Facebook had an Asian-themed food hall called Kung Food on the third floor with a conveyor belt of sushi and a freezer full of mochi ice cream balls. Another cafeteria, Desimone’s, named in memory of the company’s first chef, is on the eighth floor and equipped with a salad bar and deli, soup, pastry, and pizza stations, and a hot food area that served a revolving menu, including buffalo chicken pizza every Wednesday.

FBGB, on the 15th floor, offered fully plated meals. Before the pandemic, that outpost had taken to creating dishes that emulated some of the famous offerings from New York best restaurants, like the shrimp rigatoni from Italian eatery Carbone.

Workers could get fresh-squeezed orange juice, cold-brew coffee (both nitro-infused and regular), or kombucha on tap, or make their own espresso on $20,000 La Marzocco machines. Royal Palms, the juice bar, served up all manner of juice shots, including wheatgrass, along with gelato and waffle cones.

Every day, Desimone’s would stage a cookie hunt, stashing a massive plate of fresh-baked cookies somewhere in the office for employees to find.

On the 10th floor, food carts served Halal and Mexican food and barbecue. Snacks were offered daily at 3 p.m.

Some Facebook employees saw the free food as part of their compensation

Chan acknowledged it might be difficult for some employees to get used to the new reality of sparser eating options.

“The employees are constantly at their desks working very hard,” Chan said. “During breakfast, lunch, and dinner, we’re trying to give them quiet time with their friends and peace of mind with a good meal. It helps break up the day and bring comfort.”

During the pandemic, some employees suggested that they viewed office food, which is complimentary for employees, as a significant portion of their compensation.

The Verge reported a leaked internal poll from July 16, after Facebook employees had been working at home for several months, included the question: “A major sell to candidates is our office perks include free food. And now, with work from home, we’ve lost a huge financial part of our package. What is the plan on this?”

“I’m not sure if I’m missing something from this question,” Zuckerberg said, responding to the question, in an audio clip obtained by the Verge, “but I certainly haven’t seen any data that suggests that free food is anywhere near the list of primary reasons that people come to work at this company. I hope it’s not. …I’d imagine that you’re here for some combination of reasons around the mission of the company, the impact that we can have in the world, trying to make sure that that’s as positive as possible. … Those are typically the things that come up, not free food.”

The slimmer options may prompt those who do come back into the office to spend less time there.

“We’re not going to say, ‘Hey!
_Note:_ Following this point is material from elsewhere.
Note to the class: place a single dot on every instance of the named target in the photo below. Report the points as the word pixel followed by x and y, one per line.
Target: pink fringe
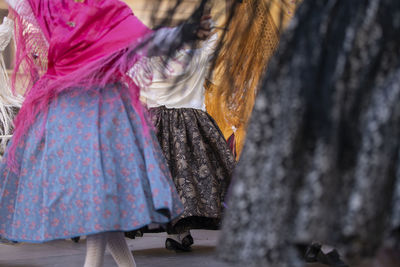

Stay at work cause you’re going to want to eat this next meal,’ Chan said. “In this pandemic environment, it’s possibly just going to be pick up your food, eat at your desks and get your work done.”

Chan said he didn’t know when Facebook’s food operation at 770 Broadway would return to its former glory, but assured it would be eventually restored.

“It’s going to be some months before things look like they were,” Chan said. “If the virus numbers look good, I could see us opening incrementally — but not all at once. There are a lot of other variables that need to be considered before re-opening.”